Tuesday, January 21, 2025

NFR Project: 'Bride of Frankenstein' (1935)

 


NFR Project: ‘Bride of Frankenstein’

Dir: James Whale

Scr: John L. Balderson, William Hurlbut, Edmund Pearson

Pho: John J. Mescall

Ed: Ted J. Kent

Premiere: April 20, 1935

75 min.

One of the finest of all horror movies is, surprisingly, a sequel. (Normally, sequels exploit the original, successful film’s concept but do little to improve on it.) Bride of Frankenstein outclasses Frankenstein, and it does so because its director didn’t think the effort would amount to much, so he decided to have fun with it.

It took the efforts of several writers to cobble together a script that both appealed to director James Whale, back for the sequel, and the censors.

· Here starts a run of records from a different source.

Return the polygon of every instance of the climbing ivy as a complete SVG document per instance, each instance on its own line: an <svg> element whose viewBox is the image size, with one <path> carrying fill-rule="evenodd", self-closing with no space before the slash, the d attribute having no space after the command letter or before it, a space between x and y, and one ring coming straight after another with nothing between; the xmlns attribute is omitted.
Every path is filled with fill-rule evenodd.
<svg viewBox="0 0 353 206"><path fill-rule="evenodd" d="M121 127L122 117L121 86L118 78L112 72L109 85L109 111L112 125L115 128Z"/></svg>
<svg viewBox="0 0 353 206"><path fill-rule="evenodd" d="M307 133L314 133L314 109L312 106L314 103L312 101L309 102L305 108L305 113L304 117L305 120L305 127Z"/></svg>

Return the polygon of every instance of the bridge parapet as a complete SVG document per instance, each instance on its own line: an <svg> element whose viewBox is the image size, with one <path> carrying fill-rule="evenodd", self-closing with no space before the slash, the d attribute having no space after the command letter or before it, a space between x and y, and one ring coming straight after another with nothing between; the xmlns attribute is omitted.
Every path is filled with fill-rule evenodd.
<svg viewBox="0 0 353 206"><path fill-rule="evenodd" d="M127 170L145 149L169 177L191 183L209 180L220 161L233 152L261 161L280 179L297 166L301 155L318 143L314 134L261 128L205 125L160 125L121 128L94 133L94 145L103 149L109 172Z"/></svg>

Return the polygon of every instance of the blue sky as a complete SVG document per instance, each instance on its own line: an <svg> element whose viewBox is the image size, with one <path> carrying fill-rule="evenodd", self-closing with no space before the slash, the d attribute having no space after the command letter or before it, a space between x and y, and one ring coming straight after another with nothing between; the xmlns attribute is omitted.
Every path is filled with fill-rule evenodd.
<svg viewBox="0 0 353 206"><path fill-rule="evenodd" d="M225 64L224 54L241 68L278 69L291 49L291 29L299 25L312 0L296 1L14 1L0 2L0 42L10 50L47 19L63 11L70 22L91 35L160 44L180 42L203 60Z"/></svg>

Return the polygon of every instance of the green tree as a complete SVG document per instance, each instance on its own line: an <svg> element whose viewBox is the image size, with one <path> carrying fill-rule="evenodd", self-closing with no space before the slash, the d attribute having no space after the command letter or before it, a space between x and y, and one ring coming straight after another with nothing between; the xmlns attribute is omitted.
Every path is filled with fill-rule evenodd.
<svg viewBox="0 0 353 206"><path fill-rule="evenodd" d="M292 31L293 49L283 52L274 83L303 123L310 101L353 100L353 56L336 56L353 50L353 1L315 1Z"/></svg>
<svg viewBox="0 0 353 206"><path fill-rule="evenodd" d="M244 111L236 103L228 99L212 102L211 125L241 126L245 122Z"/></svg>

The spring of the plot is the monster’s quest for a mate, a “friend” who will love him. This is patently impossible, as he is a lurching, murderous hulk saddled with a criminal brain. Brilliantly, the film takes the monster’s side, turning him into a figure of pathos, a real character who changes and develops, and is arguably the wisest and sanest of the characters still standing by film’s end.

We are told that the film’s tale is intended to be a cautionary one, a “moral lesson of the punishment that befell a mortal man who dared to emulate God.” However, we soon move on to the terrifying attraction of graveyards, dead bodies, and dank and dismal laboratories. Whale rubs our faces in the horrific. Dr. Frankenstein (Colin Clive) often bemoans his urge to violate the secrets of nature, but he’s easily drawn back into dark science.

The film is shot in the studio, and its patent artificiality underlines the fairy-tale nature of the film’s events. Whale revels in the transgressive elements of the screenplay and exploits them to the fullest. We begin with a prelude featuring author Mary Shelley regaling her companions with a continuation of the story . . .

The monster survives the fire at the end of Frankenstein, and promptly kills the parents of the little girl he killed in the last movie. He also scares the bejeezus out of Una O’Connor, a British actress who specialized in playing malevolent, hysterical hags (Whale lets her overact her head off, providing us with a little comic relief).

Dr. Frankenstein is determined not to meddle in things beyond his ken, but the arrival of the severe-looking and coyly gay Dr. Praetorius (Ernest Thesiger), his former teacher, quickly changes his mind. Praetorius has half the key to creating life – he can do so, but only by creating miniature men, homunculi. Together the pair plan to try to create another living being.

The monster wanders through the forest, frightening gypsies, a shepherdess, and some hunters, who shoot him. An angry mob captures him, ties him to a pole in much the pose of a crucifixion (crosses are nearly everywhere you look in this film) and carts him off to prison. Chained there, he soon rips away his bonds and wanders off again.

It is then that he meets the blind hermit (O.P. Heggie). Taken in by the man and tended to, the monster finds compassion and understanding for the first time. Fittingly, it is only the blind man who can see the monster as a creature with a soul, capable of learning and doing good. The monster abides with the hermit for a time, until two more hunters (one of them a young John Carradine) enter, decrying the presence of the monster and starting a fight that ends up burning down the hermit’s home.

Lost again, the monster wanders into a cemetery, and flees down into a crypt, descending into the netherworld. There he finds Praetorius, who is assembling a creature out of the bones of the dead. (The great Dwight Frye, who played the hunchbacked servant Karl in the original Frankenstein, is back, reincarnated as assistant and body-snatcher Fritz.) The ghoulish doctor and the monster strike a pact.

Soon they are confronting Dr. Frankenstein, forcing him to create a mate for the monster by kidnapping his wife and holding her hostage. The sweeping, breathtaking climax is set again inhe laboratory, on a stormy night, with all of special effects creator Kenneth Strickfaden’s electric gizmos flashing and banging away in the background. The procedure is successful! And out comes the Bride (Elsa Lanchester, in a marked departure from her Mary Shelley earlier in the film). Stiff and ungainly, halting, topped with a flaring, flying, grey-streaked hairdo, she recoils from the monster’s advances. Even his intended is repulsed by him.

The monster lashes out, and touches a lever that could destroy the entire laboratory. Dr. Frankenstein’s wife comes for him. “Go! You live! Go!” cries the monster, saving the two of them. To Praetorius and the Bride, he turns and has the last word, saying “You stay. We belong dead!” And he throws the switch and destroys them all. (Or does he? Frankenstein had many Universal sequels yet to go.)

What seems relatively tame now was extremely transgressive for the time; many places cut the film down or banned it outright. It certainly has a whiff of blasphemy, with Praetorius acting as the devil’s advocate. Dr. Frankenstein is once again spared from his own folly, as the providential nature of his creation spares him from destruction.